On Mar 20, 2013, at 6:14 PM, John Mousel <john.mousel at gmail.com> wrote:

> Can you comment on a GASM type approach to find a solution for the null 
> space? I notice that the null vectors that successfully make the true 
> residual drop are only complicated in a very thin band around the interface. 
> This band is easy to identify using a level set. Other than that, the null 
> space vector has a low frequency variation. My thought was to break the 
> matrix into two sub-matrices, and somehow apply GAMG as a preconditioner on 
> the far matrix, and ILU on the interface-adjacent matrix. Is this dumb or a 
> complete misunderstanding of GASM?
> 

The null space in GAMG is not a projection, it does not have to be exact.  Do 
you try using the 6 RBM or giving GAMG coordinates?
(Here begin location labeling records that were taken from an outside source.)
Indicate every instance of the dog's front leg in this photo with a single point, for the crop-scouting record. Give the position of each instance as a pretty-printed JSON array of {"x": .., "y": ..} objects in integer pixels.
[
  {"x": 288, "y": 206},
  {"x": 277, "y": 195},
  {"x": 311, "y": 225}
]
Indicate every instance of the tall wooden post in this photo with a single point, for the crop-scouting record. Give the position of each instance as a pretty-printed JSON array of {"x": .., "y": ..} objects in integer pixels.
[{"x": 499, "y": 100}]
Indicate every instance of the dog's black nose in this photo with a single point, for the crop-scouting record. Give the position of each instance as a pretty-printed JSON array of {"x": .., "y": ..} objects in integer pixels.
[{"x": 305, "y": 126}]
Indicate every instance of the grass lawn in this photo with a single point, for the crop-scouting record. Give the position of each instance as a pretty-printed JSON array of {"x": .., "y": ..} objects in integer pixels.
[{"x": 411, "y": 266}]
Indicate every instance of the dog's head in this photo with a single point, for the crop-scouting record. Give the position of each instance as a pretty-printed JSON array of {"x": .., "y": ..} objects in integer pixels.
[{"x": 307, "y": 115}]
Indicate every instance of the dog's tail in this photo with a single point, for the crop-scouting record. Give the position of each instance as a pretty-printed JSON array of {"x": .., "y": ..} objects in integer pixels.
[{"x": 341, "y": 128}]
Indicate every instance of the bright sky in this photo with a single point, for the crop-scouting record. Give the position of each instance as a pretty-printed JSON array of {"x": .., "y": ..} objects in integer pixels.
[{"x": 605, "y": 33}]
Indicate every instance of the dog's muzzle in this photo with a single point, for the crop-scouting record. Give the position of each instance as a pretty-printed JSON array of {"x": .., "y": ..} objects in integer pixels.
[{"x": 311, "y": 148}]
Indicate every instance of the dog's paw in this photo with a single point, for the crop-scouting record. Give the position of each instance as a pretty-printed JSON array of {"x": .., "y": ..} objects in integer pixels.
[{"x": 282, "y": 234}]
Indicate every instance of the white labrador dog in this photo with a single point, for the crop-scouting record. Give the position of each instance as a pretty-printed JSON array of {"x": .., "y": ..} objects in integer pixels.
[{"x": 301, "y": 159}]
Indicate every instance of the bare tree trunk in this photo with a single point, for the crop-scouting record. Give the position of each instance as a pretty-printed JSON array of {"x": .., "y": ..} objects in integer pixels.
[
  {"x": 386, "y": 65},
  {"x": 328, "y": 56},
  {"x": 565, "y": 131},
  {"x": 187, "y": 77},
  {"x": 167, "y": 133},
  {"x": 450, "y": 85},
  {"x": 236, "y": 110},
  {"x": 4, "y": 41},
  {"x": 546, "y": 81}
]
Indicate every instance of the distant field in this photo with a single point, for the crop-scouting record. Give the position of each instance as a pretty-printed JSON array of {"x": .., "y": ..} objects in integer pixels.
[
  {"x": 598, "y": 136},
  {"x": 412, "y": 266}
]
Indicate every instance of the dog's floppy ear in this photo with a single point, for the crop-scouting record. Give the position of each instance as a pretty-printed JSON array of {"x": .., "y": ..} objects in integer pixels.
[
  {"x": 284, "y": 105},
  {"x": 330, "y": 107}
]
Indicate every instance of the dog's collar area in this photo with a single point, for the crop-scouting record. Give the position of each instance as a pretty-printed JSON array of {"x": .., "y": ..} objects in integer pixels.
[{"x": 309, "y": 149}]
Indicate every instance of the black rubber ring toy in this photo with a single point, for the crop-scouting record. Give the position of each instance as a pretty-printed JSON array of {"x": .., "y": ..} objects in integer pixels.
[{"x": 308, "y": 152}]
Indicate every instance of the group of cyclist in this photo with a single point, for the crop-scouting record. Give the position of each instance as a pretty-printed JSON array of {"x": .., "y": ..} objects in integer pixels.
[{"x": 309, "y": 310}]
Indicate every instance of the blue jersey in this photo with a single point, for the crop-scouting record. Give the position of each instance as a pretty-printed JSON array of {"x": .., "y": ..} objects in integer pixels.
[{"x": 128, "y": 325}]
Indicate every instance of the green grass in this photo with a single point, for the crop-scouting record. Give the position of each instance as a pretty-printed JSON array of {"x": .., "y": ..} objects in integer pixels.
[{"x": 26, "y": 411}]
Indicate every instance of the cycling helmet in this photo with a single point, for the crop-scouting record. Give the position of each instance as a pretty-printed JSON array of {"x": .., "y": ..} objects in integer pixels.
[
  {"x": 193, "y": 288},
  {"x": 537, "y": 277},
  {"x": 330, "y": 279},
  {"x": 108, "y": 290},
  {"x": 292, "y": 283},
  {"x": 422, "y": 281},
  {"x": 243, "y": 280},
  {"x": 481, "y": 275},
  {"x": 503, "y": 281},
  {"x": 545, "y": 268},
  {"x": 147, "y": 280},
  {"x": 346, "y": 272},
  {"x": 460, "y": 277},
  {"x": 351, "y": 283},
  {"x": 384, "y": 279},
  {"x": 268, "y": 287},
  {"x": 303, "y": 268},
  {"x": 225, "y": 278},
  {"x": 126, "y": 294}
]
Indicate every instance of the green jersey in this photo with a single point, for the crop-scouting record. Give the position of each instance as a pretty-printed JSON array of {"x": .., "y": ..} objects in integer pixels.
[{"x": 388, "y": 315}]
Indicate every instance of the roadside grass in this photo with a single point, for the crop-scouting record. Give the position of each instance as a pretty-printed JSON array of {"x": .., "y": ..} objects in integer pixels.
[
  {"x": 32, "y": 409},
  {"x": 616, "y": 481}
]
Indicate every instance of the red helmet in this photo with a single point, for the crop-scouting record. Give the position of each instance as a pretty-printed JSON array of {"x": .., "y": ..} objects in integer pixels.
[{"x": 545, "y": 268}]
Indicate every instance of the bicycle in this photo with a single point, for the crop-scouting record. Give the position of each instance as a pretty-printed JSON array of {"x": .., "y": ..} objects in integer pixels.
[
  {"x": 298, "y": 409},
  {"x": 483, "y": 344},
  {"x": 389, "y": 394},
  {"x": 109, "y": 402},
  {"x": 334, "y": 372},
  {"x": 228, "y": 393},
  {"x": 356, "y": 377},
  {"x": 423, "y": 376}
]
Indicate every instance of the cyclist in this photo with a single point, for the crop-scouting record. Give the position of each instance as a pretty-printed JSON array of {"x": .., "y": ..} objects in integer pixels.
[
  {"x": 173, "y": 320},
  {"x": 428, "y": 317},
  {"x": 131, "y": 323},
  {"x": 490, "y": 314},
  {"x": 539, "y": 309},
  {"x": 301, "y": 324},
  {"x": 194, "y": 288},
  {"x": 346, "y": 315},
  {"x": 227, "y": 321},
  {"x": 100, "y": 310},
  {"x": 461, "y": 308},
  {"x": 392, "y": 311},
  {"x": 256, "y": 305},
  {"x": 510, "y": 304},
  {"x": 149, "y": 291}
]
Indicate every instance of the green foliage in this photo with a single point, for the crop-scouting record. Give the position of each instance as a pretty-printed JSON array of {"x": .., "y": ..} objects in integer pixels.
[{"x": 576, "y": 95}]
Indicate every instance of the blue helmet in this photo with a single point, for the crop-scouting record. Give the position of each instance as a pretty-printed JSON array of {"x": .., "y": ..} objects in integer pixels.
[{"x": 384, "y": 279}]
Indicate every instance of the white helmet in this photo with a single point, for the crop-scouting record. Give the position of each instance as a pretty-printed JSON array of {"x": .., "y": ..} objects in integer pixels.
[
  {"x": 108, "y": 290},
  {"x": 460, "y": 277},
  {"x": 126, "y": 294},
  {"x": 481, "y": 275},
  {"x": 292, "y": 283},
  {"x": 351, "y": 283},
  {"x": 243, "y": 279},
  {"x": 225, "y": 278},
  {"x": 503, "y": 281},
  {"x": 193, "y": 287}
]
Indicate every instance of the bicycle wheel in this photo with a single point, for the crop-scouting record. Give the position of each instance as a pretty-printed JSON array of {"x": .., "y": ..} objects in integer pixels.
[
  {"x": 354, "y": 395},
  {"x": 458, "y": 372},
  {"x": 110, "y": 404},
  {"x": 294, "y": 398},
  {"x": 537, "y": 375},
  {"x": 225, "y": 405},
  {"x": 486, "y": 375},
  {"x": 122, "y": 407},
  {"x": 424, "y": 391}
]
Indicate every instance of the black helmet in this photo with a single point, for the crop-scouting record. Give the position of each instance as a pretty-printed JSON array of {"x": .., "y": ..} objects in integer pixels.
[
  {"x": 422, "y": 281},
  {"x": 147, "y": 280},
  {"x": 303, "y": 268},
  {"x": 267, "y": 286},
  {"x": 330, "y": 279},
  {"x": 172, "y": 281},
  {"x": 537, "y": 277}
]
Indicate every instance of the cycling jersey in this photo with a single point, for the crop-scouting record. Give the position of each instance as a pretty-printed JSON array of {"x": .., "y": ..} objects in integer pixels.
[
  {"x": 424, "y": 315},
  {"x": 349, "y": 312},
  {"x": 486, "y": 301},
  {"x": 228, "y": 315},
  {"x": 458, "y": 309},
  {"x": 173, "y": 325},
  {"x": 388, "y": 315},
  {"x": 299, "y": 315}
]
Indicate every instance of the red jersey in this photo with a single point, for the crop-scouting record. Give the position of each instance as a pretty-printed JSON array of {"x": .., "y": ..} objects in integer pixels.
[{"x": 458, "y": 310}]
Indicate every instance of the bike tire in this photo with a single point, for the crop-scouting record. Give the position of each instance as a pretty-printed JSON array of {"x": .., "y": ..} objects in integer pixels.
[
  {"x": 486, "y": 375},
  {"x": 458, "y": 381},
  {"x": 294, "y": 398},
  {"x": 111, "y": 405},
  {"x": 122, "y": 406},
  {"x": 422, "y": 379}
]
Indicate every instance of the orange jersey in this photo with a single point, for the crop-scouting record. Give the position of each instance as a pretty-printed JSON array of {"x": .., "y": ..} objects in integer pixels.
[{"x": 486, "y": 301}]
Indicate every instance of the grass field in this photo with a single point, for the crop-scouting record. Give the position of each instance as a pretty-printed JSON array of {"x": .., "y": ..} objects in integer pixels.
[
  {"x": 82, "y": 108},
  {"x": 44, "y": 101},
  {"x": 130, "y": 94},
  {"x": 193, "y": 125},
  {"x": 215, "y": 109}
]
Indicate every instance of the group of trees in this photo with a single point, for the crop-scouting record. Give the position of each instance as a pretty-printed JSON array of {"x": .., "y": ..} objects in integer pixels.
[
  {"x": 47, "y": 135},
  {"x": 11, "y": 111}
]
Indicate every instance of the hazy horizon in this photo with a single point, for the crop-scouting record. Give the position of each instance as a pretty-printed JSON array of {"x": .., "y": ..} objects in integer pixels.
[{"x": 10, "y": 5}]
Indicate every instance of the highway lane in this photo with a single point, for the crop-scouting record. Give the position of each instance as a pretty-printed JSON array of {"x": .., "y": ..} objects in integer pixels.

Also, you might try not smoothing the (-pc_gamg_nsmooths 0).  Unsymetric 
matrices can work better this way.


> 
> On Wed, Mar 20, 2013 at 5:08 PM, Jed Brown <jedbrown at mcs.anl.gov> wrote:
> 
> On Wed, Mar 20, 2013 at 5:04 PM, John Mousel <john.mousel at gmail.com> wrote:
> I've wanted to scrap this approach for a long time, but moving away from 
> these GFM-type treatments is not a choice that I've been allowed to follow 
> through on for various reasons which are out of my control.
> 
> Unless there are some clever tricks to characterize the null space or to keep 
> preconditioners compatible with the null space, the folks making the 
> decisions might have to reconsider. It doesn't matter how sexy a method looks 
> if it requires a solve and that solve cannot be done efficiently.